1b. Check generation_trace (LLM errors)

-- generation_trace with error_data shows as ERROR in UI
SELECT gt.id, gt.created_at, gt.stage, gt.phase, gt.step_name, gt.course_id,
       (gt.error_data->>'message')::text as error_message
FROM generation_trace gt
LEFT JOIN log_issue_status lis ON gt.id = lis.log_id AND lis.log_type = 'generation_trace'
WHERE gt.error_data IS NOT NULL
  AND (lis.id IS NULL OR lis.status NOT IN ('resolved', 'ignored', 'auto_muted'))
ORDER BY gt.created_at DESC
LIMIT 20;

1c.
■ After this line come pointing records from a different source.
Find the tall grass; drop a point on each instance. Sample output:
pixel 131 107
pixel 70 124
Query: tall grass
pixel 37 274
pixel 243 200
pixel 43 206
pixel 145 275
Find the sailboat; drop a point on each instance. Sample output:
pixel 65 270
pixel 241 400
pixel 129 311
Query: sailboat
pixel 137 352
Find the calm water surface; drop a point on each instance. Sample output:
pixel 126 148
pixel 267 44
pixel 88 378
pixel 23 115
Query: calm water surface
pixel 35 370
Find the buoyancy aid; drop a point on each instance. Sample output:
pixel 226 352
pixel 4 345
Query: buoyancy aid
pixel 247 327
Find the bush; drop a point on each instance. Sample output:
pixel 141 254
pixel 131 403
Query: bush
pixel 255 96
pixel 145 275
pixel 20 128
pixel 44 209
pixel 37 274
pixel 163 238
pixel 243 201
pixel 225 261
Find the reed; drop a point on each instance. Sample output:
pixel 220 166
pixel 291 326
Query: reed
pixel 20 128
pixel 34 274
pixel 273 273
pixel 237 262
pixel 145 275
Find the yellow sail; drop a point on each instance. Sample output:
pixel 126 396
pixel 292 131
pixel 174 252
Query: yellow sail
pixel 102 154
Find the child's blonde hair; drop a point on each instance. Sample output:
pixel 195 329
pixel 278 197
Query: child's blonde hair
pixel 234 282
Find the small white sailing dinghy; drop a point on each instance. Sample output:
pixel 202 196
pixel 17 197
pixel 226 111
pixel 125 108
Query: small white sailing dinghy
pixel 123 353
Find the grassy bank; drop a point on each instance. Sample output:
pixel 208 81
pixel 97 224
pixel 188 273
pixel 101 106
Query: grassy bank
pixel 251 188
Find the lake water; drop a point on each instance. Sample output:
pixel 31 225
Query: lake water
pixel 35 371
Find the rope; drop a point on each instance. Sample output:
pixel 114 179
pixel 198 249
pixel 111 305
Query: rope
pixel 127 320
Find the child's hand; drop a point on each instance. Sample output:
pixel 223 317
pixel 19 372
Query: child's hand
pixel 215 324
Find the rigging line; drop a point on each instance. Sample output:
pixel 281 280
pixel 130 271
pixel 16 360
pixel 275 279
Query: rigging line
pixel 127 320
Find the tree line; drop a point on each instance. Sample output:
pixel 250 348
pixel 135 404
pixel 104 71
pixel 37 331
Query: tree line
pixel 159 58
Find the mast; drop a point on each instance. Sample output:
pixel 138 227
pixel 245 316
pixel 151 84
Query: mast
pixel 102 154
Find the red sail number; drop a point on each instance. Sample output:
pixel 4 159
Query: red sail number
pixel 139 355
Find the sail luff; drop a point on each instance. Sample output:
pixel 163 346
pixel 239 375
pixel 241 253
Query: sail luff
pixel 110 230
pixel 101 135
Quick count check

-- Quick check: how many "new" errors in each table?
SELECT
  'error_logs' as source,
  (SELECT COUNT(*) FROM error_logs el
   LEFT JOIN log_issue_status lis ON el.id = lis.log_id AND lis.log_type = 'error_log'
   WHERE lis.id IS NULL) as new_count
UNION ALL
SELECT
  'generation_trace' as source,
  (SELECT COUNT(*) FROM generation_trace gt
   LEFT JOIN log_issue_status lis ON gt.id = lis.log_id AND lis.log_type = 'generation_trace'
   WHERE gt.error_data IS NOT NULL AND lis.id IS NULL) as new_count;

Step 1.5: Filter by Environment (IMPORTANT)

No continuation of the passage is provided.